At the joint meeting, senators came to a consensus on two main courses of action. The first was to meet with CDS to talk about problems senators saw in the plan, which includes the way it is presented to students. CCRC Chairman Hunter Windholz said he had already scheduled a meeting with CDS Director Julaine Kiehn next Friday.
“We are going to come to [Kiehn] with the perspective of concerned student, an average concerned student, the student who wasn’t able to go and do all this inner math that would’ve been needed to be done to determine the actual miniscule benefits within this Tiger Plan,” Windholz said.
During the meeting, McDaniel and other Senate leaders emphasized the importance of building relationships with administrators such as Kiehn. MSA collaborates with CDS on other projects as well, such as CCRC’s [Food Truck Friday](https://www.themaneater.com/stories/2016/9/7/msa-and-cds-host-first-food-truck-friday-event/).

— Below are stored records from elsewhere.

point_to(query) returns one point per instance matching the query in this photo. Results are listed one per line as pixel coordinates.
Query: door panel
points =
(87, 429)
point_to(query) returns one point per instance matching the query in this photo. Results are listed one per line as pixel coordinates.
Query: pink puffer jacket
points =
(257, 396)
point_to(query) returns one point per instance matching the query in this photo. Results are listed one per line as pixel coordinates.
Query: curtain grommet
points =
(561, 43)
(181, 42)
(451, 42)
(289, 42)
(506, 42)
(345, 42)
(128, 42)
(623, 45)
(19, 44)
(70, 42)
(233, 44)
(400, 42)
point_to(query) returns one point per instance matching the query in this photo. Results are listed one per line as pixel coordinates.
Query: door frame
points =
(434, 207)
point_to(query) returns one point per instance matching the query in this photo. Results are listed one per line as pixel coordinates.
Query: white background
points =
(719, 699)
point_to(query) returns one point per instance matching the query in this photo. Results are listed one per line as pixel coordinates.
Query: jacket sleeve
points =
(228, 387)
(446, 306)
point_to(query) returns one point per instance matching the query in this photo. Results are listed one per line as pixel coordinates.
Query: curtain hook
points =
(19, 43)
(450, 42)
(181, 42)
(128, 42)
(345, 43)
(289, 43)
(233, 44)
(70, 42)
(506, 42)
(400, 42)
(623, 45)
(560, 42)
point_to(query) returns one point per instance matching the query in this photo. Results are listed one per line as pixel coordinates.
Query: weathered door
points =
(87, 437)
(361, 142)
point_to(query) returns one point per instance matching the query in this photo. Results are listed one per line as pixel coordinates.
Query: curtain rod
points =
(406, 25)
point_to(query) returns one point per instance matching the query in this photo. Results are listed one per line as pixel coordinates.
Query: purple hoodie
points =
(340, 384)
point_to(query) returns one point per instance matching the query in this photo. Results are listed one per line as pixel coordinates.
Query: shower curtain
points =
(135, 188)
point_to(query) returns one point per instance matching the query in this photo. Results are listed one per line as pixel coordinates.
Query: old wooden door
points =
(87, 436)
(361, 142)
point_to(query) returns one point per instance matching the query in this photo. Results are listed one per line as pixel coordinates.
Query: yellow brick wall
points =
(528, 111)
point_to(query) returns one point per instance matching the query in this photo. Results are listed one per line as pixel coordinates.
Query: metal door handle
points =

The second part of the plan is to prepare educational materials about the cost of the Tiger Plan to distribute through advertisements on KCOU and MUTV as well as social media. These materials would help students who had already purchased the plan to understand the most effective places to use it.
MSA also hopes to obtain information from surveys CDS has issued students to evaluate the plan, which is in its first semester and pilot stage. The cost structure of the plan could change based on the way students use it.
Until the information from the surveys becomes available, it is unclear whether students who have the Tiger Plan use it primarily at all-you-care-to-eat locations, which CDS has said is how the plan is intended to be used, or at other locations where they receive less product for the cost.
“That’s why the surveys are so important,” McDaniel said. “The short-term plan is getting students aware of what’s going on.”